On the Python side, let's add the following function to minimal_plugin/__init__.py:

def snowball_stem(expr: IntoExpr) -> pl.Expr:
    expr = parse_into_expr(expr)
    return expr.register_plugin(
        lib=lib,
        symbol="snowball_stem",
        is_elementwise=True,
    )

Then, we can define the function like this in src/expressions.rs:

use rust_stemmers::{Algorithm, Stemmer};

#[polars_expr(output_type=String)]
fn snowball_stem(inputs: &[Series]) -> PolarsResult<Series> {
    let ca: &StringChunked = inputs[0].str()?;
    let en_stemmer = Stemmer::create(Algorithm::English);
    let out: StringChunked = ca.apply_to_buffer(|value: &str, output: &mut String| {
        write!(output, "{}", en_stemmer.stem(value)).unwrap()
    });
    Ok(out.into_series())
}

Let's try it out! Put the following in run.py:

import polars as pl
import minimal_plugin as mp

df = pl.DataFrame({'word': ["fearlessly", "littleness", "lovingly", "devoted"]})
print(df.with_columns(b=mp.snowball_stem('word')))

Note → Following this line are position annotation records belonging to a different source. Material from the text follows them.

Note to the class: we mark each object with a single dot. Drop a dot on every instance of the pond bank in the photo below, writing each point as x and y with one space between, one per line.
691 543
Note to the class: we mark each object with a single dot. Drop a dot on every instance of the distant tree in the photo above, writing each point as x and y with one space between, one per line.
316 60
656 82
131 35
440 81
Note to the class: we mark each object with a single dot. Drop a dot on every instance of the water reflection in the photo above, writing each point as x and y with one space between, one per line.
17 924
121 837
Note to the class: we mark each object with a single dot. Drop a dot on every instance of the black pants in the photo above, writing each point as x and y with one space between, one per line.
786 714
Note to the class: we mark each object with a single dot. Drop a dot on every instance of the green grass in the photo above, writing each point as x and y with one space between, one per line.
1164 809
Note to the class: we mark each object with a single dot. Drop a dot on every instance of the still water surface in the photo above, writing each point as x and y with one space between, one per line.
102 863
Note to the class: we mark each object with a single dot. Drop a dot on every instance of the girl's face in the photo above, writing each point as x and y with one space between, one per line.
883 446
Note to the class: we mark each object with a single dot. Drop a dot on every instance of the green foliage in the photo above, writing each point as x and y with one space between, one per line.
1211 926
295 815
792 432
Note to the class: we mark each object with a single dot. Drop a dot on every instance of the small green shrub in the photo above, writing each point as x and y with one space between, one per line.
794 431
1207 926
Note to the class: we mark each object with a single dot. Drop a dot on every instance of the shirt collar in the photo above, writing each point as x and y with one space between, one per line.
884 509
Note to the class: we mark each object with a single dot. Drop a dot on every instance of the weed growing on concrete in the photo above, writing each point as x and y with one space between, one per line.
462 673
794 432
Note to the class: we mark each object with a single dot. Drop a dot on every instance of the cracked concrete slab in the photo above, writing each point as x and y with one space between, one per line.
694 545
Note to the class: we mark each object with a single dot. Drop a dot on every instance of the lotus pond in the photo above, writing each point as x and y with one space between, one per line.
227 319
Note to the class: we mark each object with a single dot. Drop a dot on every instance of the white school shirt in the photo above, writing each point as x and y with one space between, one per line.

If you then compile with maturin develop (or maturin develop --release if you're benchmarking), and run it with python run.py, you'll see:

shape: (4, 2)
┌────────────┬──────────┐
│ a          ┆ b        │
│ ---        ┆ ---      │
│ str        ┆ str      │
╞════════════╪══════════╡
│ fearlessly ┆ fearless │
│ littleness ┆ littl    │
│ lovingly   ┆ love     │
│ devoted    ┆ devot    │
└────────────┴──────────┘

In this example, we took on an extra dependency, which increased the size of the package. By using plugins, we have a way of accessing extra functionality without having to bloat up the size of the main Polars install too much!

Stretch goal

Browse through crates.io - is there any other crate you could use to make your own plugin out of?